Le 2 mars, la Cour suprême a assuré qu’elle refusait d’entendre la cause de la FFCB, ce qui a mis fin à un combat judiciaire de plus d’une décennie.
Assurer la construction d’écoles pour les minorités linguistiques
Autre amendement d’importance pour les francophones en situation minoritaire : la prise en compte, par les ministères et institutions fédérales, des besoins des minorités francophones ou anglophones de faire construire des écoles sur des terrains immobiliers fédéraux excédentaires.
Le député acadien de la Nouvelle-Écosse Darrell Samson, auteur de cet ajout au projet de loi, a également inscrit avec ses collègues libéraux l’impératif que le fédéral consulte les communautés linguistiques « ou autres intervenants, notamment les conseils et commissions scolaires » sur leurs besoins de construction d’écoles.
« Il y a 600 000 élèves potentiels [d’âge scolaire et admissibles à l’instruction dans la langue minoritaire, NDLR] dans les écoles à travers le Canada. C’est bien beau, mais il y a plus de vingt ans d’attente pour la construction d’écoles. Ils ont le droit à l’éducation, mais n’ont pas de terrain! C’est crucial que le gouvernement fédéral puisse appuyer les minorités sur cette question », a soutenu avec émotion Darrell Samson.

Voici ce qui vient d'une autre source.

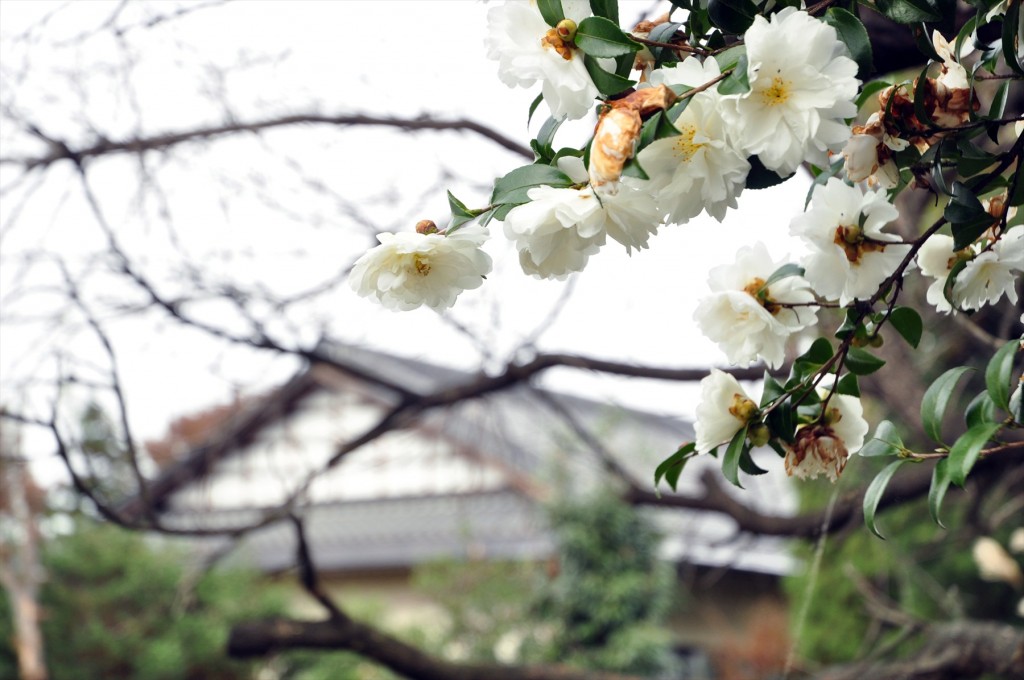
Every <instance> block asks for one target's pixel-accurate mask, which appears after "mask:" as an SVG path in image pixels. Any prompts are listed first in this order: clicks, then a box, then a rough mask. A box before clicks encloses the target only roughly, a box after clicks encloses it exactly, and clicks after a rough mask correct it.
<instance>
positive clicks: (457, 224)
mask: <svg viewBox="0 0 1024 680" xmlns="http://www.w3.org/2000/svg"><path fill="white" fill-rule="evenodd" d="M447 195H449V208H450V209H451V210H452V222H451V223H450V224H449V226H447V229H445V231H446V232H447V233H452V232H453V231H456V230H457V229H458V228H459V227H460V226H462V225H463V224H465V223H466V222H470V221H472V220H474V219H476V218H477V217H478V216H479V215H480V214H481V213H482V212H483V211H482V210H470V209H469V208H467V207H466V204H464V203H463V202H462V201H460V200H459V199H457V198H455V195H454V194H452V192H449V193H447Z"/></svg>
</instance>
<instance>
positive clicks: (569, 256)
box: [505, 186, 605, 279]
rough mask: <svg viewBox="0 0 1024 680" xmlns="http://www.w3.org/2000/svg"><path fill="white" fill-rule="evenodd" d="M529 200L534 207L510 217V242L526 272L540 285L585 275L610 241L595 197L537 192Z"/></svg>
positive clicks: (536, 190) (590, 194)
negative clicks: (590, 256) (590, 259)
mask: <svg viewBox="0 0 1024 680" xmlns="http://www.w3.org/2000/svg"><path fill="white" fill-rule="evenodd" d="M527 195H528V196H529V199H530V202H529V203H525V204H523V205H521V206H516V207H515V208H513V209H512V210H511V211H509V214H508V215H506V217H505V236H506V238H508V239H509V240H510V241H514V242H515V247H516V250H518V251H519V264H520V265H522V270H523V271H525V272H526V273H528V274H530V275H532V277H537V278H538V279H565V278H566V277H568V275H569V274H570V273H571V272H573V271H583V268H584V267H585V266H587V260H589V259H590V256H591V255H593V254H594V253H596V252H597V251H598V250H599V249H600V247H601V246H602V245H603V244H604V239H605V232H604V216H603V215H601V214H599V213H600V211H601V204H600V203H598V200H597V197H596V196H594V192H592V190H590V189H589V188H588V189H586V190H579V189H574V188H555V187H552V186H535V187H534V188H531V189H529V192H528V193H527Z"/></svg>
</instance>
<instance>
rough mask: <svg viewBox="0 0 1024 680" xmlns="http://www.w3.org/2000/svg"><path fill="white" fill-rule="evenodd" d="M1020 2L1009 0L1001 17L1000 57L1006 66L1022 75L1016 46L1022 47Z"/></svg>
mask: <svg viewBox="0 0 1024 680" xmlns="http://www.w3.org/2000/svg"><path fill="white" fill-rule="evenodd" d="M1020 22H1021V3H1019V2H1011V3H1010V4H1009V5H1008V6H1007V14H1006V16H1004V17H1002V57H1004V58H1005V59H1006V62H1007V66H1009V67H1010V68H1011V69H1013V70H1014V71H1016V72H1017V73H1018V74H1020V75H1022V76H1024V61H1022V60H1021V57H1020V54H1019V53H1018V47H1019V46H1020V47H1024V37H1022V36H1021V33H1024V30H1022V28H1021V24H1020Z"/></svg>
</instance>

Le député en a profité pour illustrer ce besoin à travers son expérience d’ex-surintendant des écoles du Conseil scolaire acadien provincial, le seul conseil scolaire francophone de la Nouvelle-Écosse.
La proposition libérale a été appuyée par les conservateurs et le NPD, mais pas par le député du Bloc québécois, Mario Beaulieu.
Consensus sur le renforcement des mesures positives
Un autre amendement du NPD a fait l’unanimité sur le renforcement des mesures positives pour les communautés de langue officielle en situation minoritaire, dans le projet de loi C-13.
Qu’est-ce qu’une mesure positive?
Il n’y a pas de définition exacte, mais l’article 41 de la Loi sur les langues officielles précise trois critères : « […] Le gouvernement du Canada s’engage :
- à favoriser l’épanouissement des communautés francophones et anglophones en situation minoritaire au Canada;
- à appuyer leur développement;
- à promouvoir la pleine reconnaissance et l’usage du français et de l’anglais dans la société canadienne. »
Ces mesures figurent à la partie VII de la Loi.
Bien que le concept existe déjà à l’article 21 du projet de loi C-13, l’idée de la proposition néo-démocrate est d’atténuer les effets négatifs potentiels de certaines de ces mesures, comme dans le cas qui opposait la Fédération des francophones de Colombie-Britannique et le ministère d’Emploi et Développement social Canada (EDSC) en 2021.
Le commissaire aux langues officielles, Raymond Théberge, avait illustré par communiqué, dans la foulée de ce jugement : « Les institutions fédérales devront désormais prendre des mesures positives déterminées pour chacune de leurs décisions ou initiatives. Plus particulièrement, elles devront […] prendre des mesures pour pallier les effets négatifs de leurs programmes ou initiatives sur ces communautés. »
« Avec cet amendement, la mesure positive aurait des résultats positifs qui pourraient bénéficier à la communauté minoritaire de façon égale à la majorité », a précisé Julie Boyer, de Patrimoine canadien.
Rétablissement du poids démographique des francophones en situation minoritaire
Les membres du Comité se sont aussi prononcés à l’unanimité sur « le rétablissement et l’accroissement du poids démographique des minorités francophones », un amendement déposé par la libérale Arielle Kayabaga.
Comme la proposition libérale laissait supposer que le fédéral avait le choix de rétablir ou non le poids démographique, les conservateurs l’ont renforcée en faisant inscrire que le gouvernement devait « assurer le rétablissement et l’accroissement démographique ».
Le Comité permanent a repris ses travaux le mardi 21 mars, après la semaine de relâche parlementaire.